Fiera Capital Boosts Royal Caribbean Stake by 32% in Q4
Fiera Capital Corp raised its position in Royal Caribbean Cruises Ltd. by 32.3% in the fourth quarter, ending the period with 65,049 shares valued at about $18.1 million, according to its latest filing with the U.S. Securities and Exchange Commission. The firm bought an additional 15,898 shares during the quarter, adding to an ownership base in which institutional investors and hedge funds hold 87.53% of RCL stock.
The filing gives a delayed snapshot of institutional positioning. Fiera reported about C$160.2 billion in assets under management as of March 31, while Form 13F disclosures are required for institutional investment managers with at least $100 million in covered U.S. securities and report holdings as of quarter-end.
Institutional positions expanded beyond Fiera
Several larger investors also increased positions in Royal Caribbean during recent reporting periods. Capital International Investors lifted its stake by 9.8% in the fourth quarter to 36.2 million shares worth about $10.1 billion, while Capital Research Global Investors increased its holdings by 4.8% to 20.2 million shares valued at about $5.6 billion.

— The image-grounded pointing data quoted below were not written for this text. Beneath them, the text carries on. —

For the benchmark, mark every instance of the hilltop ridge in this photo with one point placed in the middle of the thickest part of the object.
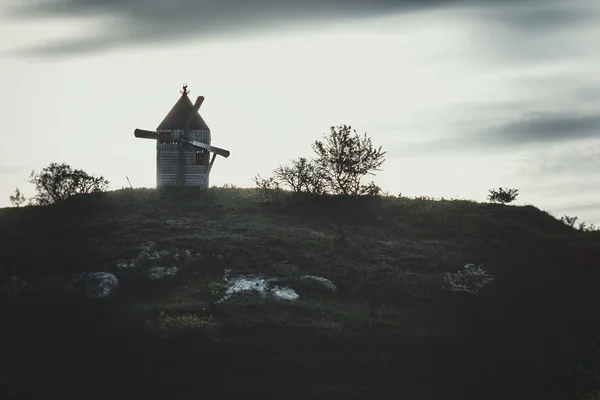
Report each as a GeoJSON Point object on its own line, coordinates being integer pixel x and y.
{"type": "Point", "coordinates": [390, 326]}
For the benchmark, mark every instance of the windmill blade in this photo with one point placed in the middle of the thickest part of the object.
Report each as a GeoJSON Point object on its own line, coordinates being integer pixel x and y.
{"type": "Point", "coordinates": [143, 134]}
{"type": "Point", "coordinates": [222, 152]}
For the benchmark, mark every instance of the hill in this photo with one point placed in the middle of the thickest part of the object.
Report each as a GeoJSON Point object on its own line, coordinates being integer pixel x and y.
{"type": "Point", "coordinates": [354, 299]}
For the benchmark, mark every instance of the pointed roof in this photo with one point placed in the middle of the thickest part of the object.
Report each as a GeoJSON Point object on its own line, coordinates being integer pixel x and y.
{"type": "Point", "coordinates": [179, 114]}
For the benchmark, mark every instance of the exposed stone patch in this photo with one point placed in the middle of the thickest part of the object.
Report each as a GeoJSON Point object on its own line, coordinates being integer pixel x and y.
{"type": "Point", "coordinates": [96, 284]}
{"type": "Point", "coordinates": [326, 282]}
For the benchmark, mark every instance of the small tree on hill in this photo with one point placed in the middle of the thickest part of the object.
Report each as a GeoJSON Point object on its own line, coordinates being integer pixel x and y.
{"type": "Point", "coordinates": [17, 199]}
{"type": "Point", "coordinates": [59, 181]}
{"type": "Point", "coordinates": [344, 158]}
{"type": "Point", "coordinates": [503, 196]}
{"type": "Point", "coordinates": [570, 221]}
{"type": "Point", "coordinates": [302, 176]}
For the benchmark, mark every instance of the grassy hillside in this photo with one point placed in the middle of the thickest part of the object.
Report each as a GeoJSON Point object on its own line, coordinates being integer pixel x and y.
{"type": "Point", "coordinates": [389, 330]}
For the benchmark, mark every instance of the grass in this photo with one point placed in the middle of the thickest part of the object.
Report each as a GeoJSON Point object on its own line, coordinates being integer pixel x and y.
{"type": "Point", "coordinates": [389, 330]}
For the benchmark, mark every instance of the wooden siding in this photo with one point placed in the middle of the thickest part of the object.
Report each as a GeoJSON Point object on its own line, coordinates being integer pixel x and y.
{"type": "Point", "coordinates": [167, 161]}
{"type": "Point", "coordinates": [200, 136]}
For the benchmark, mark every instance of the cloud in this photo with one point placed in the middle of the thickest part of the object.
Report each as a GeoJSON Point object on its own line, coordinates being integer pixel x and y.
{"type": "Point", "coordinates": [526, 132]}
{"type": "Point", "coordinates": [134, 22]}
{"type": "Point", "coordinates": [543, 127]}
{"type": "Point", "coordinates": [11, 169]}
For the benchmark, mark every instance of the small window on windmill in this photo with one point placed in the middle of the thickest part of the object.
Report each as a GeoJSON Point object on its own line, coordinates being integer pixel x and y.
{"type": "Point", "coordinates": [200, 156]}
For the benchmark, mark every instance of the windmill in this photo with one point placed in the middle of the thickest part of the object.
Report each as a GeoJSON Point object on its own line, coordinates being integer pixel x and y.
{"type": "Point", "coordinates": [183, 145]}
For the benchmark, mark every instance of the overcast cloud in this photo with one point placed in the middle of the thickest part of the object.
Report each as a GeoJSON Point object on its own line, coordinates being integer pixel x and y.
{"type": "Point", "coordinates": [465, 92]}
{"type": "Point", "coordinates": [135, 22]}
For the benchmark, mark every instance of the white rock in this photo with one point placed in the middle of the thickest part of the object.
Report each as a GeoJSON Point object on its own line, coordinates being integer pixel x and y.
{"type": "Point", "coordinates": [156, 273]}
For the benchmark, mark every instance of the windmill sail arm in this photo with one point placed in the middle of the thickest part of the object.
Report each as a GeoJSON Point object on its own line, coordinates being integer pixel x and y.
{"type": "Point", "coordinates": [222, 152]}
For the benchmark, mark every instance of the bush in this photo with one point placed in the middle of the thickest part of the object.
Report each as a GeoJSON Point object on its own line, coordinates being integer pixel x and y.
{"type": "Point", "coordinates": [503, 196]}
{"type": "Point", "coordinates": [584, 227]}
{"type": "Point", "coordinates": [168, 326]}
{"type": "Point", "coordinates": [302, 176]}
{"type": "Point", "coordinates": [569, 221]}
{"type": "Point", "coordinates": [59, 181]}
{"type": "Point", "coordinates": [471, 279]}
{"type": "Point", "coordinates": [17, 199]}
{"type": "Point", "coordinates": [342, 160]}
{"type": "Point", "coordinates": [345, 158]}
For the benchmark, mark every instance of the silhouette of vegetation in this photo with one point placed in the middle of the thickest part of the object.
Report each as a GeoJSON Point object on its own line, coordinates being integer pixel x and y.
{"type": "Point", "coordinates": [17, 199]}
{"type": "Point", "coordinates": [341, 162]}
{"type": "Point", "coordinates": [345, 158]}
{"type": "Point", "coordinates": [503, 196]}
{"type": "Point", "coordinates": [583, 226]}
{"type": "Point", "coordinates": [57, 182]}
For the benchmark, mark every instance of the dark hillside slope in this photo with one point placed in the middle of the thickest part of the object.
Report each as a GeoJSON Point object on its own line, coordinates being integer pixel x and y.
{"type": "Point", "coordinates": [388, 330]}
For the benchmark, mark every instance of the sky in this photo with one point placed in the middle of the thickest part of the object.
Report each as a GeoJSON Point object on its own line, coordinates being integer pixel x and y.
{"type": "Point", "coordinates": [464, 96]}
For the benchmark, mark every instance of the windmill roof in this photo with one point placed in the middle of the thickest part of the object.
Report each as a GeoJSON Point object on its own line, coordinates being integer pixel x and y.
{"type": "Point", "coordinates": [179, 114]}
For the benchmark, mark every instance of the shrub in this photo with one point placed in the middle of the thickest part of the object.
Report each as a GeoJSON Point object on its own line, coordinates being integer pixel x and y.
{"type": "Point", "coordinates": [302, 176]}
{"type": "Point", "coordinates": [503, 196]}
{"type": "Point", "coordinates": [342, 160]}
{"type": "Point", "coordinates": [584, 227]}
{"type": "Point", "coordinates": [168, 326]}
{"type": "Point", "coordinates": [471, 279]}
{"type": "Point", "coordinates": [59, 181]}
{"type": "Point", "coordinates": [345, 158]}
{"type": "Point", "coordinates": [569, 221]}
{"type": "Point", "coordinates": [17, 199]}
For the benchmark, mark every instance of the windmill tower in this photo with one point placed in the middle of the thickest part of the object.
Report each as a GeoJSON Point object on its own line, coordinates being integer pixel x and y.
{"type": "Point", "coordinates": [183, 145]}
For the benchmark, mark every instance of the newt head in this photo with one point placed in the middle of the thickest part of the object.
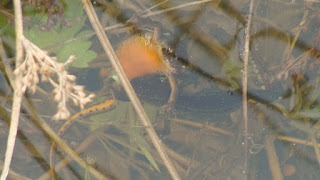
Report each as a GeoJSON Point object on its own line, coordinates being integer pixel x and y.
{"type": "Point", "coordinates": [140, 56]}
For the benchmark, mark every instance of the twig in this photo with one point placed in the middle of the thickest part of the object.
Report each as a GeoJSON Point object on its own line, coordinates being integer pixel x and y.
{"type": "Point", "coordinates": [128, 88]}
{"type": "Point", "coordinates": [244, 87]}
{"type": "Point", "coordinates": [17, 97]}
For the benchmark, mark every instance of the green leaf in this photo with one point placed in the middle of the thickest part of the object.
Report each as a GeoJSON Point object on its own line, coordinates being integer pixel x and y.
{"type": "Point", "coordinates": [59, 34]}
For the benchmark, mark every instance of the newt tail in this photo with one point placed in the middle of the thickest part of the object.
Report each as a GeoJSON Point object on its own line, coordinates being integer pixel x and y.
{"type": "Point", "coordinates": [105, 106]}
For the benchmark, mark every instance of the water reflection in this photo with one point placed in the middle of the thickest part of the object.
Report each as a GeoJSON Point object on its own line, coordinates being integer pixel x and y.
{"type": "Point", "coordinates": [203, 41]}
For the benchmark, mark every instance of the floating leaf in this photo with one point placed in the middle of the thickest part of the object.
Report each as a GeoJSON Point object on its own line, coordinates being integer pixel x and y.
{"type": "Point", "coordinates": [60, 33]}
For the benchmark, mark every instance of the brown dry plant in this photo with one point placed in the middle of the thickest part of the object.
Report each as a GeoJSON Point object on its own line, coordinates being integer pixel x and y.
{"type": "Point", "coordinates": [38, 62]}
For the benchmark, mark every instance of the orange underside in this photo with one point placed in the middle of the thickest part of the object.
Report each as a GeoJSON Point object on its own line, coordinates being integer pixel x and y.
{"type": "Point", "coordinates": [139, 58]}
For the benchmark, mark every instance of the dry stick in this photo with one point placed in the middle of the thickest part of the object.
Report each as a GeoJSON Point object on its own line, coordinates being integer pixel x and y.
{"type": "Point", "coordinates": [17, 97]}
{"type": "Point", "coordinates": [315, 146]}
{"type": "Point", "coordinates": [244, 89]}
{"type": "Point", "coordinates": [128, 88]}
{"type": "Point", "coordinates": [272, 158]}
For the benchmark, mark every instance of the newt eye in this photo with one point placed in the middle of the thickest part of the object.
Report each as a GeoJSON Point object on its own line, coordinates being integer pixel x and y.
{"type": "Point", "coordinates": [115, 77]}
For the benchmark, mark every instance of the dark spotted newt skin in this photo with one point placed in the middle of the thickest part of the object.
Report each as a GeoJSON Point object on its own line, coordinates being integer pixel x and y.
{"type": "Point", "coordinates": [105, 106]}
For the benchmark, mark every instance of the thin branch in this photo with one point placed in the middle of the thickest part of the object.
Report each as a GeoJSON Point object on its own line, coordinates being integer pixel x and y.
{"type": "Point", "coordinates": [17, 97]}
{"type": "Point", "coordinates": [128, 88]}
{"type": "Point", "coordinates": [244, 87]}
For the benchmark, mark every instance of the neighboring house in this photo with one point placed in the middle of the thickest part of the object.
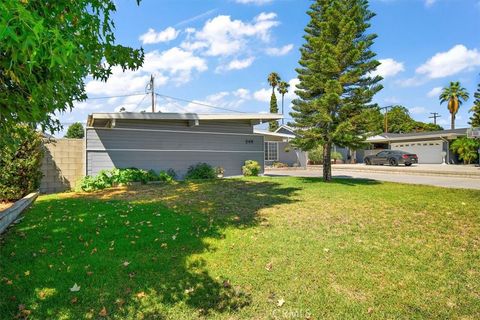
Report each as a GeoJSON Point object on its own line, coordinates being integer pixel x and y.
{"type": "Point", "coordinates": [429, 146]}
{"type": "Point", "coordinates": [278, 148]}
{"type": "Point", "coordinates": [161, 141]}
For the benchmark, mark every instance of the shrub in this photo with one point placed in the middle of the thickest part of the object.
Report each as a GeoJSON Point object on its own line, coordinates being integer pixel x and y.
{"type": "Point", "coordinates": [108, 178]}
{"type": "Point", "coordinates": [166, 176]}
{"type": "Point", "coordinates": [279, 165]}
{"type": "Point", "coordinates": [336, 156]}
{"type": "Point", "coordinates": [172, 173]}
{"type": "Point", "coordinates": [200, 171]}
{"type": "Point", "coordinates": [251, 168]}
{"type": "Point", "coordinates": [466, 148]}
{"type": "Point", "coordinates": [316, 155]}
{"type": "Point", "coordinates": [219, 171]}
{"type": "Point", "coordinates": [20, 164]}
{"type": "Point", "coordinates": [75, 131]}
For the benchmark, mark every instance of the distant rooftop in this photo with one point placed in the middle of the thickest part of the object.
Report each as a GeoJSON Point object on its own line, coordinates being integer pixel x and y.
{"type": "Point", "coordinates": [418, 135]}
{"type": "Point", "coordinates": [261, 117]}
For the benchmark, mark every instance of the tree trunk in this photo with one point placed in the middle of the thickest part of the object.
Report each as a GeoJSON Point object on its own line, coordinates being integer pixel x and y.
{"type": "Point", "coordinates": [327, 161]}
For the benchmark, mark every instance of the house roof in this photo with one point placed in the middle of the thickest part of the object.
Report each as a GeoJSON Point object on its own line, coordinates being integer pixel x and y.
{"type": "Point", "coordinates": [181, 116]}
{"type": "Point", "coordinates": [446, 134]}
{"type": "Point", "coordinates": [274, 134]}
{"type": "Point", "coordinates": [285, 127]}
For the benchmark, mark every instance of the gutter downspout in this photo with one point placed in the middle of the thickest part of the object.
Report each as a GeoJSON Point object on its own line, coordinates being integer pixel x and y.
{"type": "Point", "coordinates": [448, 149]}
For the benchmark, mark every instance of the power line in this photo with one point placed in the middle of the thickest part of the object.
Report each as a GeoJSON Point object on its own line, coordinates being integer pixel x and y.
{"type": "Point", "coordinates": [119, 96]}
{"type": "Point", "coordinates": [197, 103]}
{"type": "Point", "coordinates": [434, 116]}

Norges Bank opened a new Royal Caribbean position valued at about $456.8 million. Nordea Investment Management increased its stake by 135.0% to 1.3 million shares, and Ameriprise Financial raised its holdings by 163.7% to 1.1 million shares. In a separate filing, Axxcess Wealth Management reported a 191.0% increase in its RCL position to 6,422 shares worth about $1.8 million.
The institutional additions came alongside insider selling. Director Arne Alexander Wilhelmsen sold 245,476 shares on Feb. 27 at an average price of $311.54, a transaction valued at about $76.5 million. Over the past 90 days, insiders sold 771,607 shares worth about $243.6 million, while company insiders own 6.44% of Royal Caribbean’s stock.
Earnings beat and 2026 guidance
Royal Caribbean reported first-quarter earnings per share of $3.60 on April 30, ahead of the $3.20 analyst consensus. Revenue was $4.45 billion, slightly below estimates of $4.46 billion, but up 11.3% from the prior-year quarter; the company also reported a 24.36% net margin and 45.25% return on equity.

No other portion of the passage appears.